Rugby stadium in Barcelona, Spain

Campo Municipal de Rugby La Foixarda is a rugby stadium located in the Sants-Montjuïc district, Barcelona, Catalonia, Spain. Its location lies in the Foixarda sector, in the Montjuic Park, in the Montjuïc, Barcelona, built in the site of the old Foixarda quarry's ravine, known as El Sot de la Foixarda. The field is habitually used as home ground by Gòtics RC and Barcelona Universitari Club and, occasionally, used by Spain national rugby union team and Catalonia national rugby union team. It is a natural grass field opened in 1921 and holds about 1.200 people.

==History==
The field was inaugurated on 25 December 1921 when a football friendly match between F.C. Barcelona and Sparta Praha was being disputed, with the intention of converting the field into the main stadium of the 1924 Olympic Games, with the name "Stadium Catalán".

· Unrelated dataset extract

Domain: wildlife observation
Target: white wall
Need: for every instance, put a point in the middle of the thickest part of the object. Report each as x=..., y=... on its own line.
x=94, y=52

In 1955, the field was the rugby union venue in that year's Mediterranean Games edition, disputed in Barcelona. It was also the venue for the Copa del Rey de Rugby final, in the 1956, 1957, 1958, 1959, 1960, 1965, 1966 and 1985 seasons.

In 2013, were started the works to replace the natural grass surface, in poor conditions, with an artificial grass surface, with a new draining and irrigation network. The floodlights were also replacing, equipping its facilities of all the necessary equipment, everything homologated by the Spanish Rugby Federation. The price of the works was calculated in € 775,589.

==Capacity==
In its days, the field held 25.000 spectators, although its current capacity is around 1.200 spectators.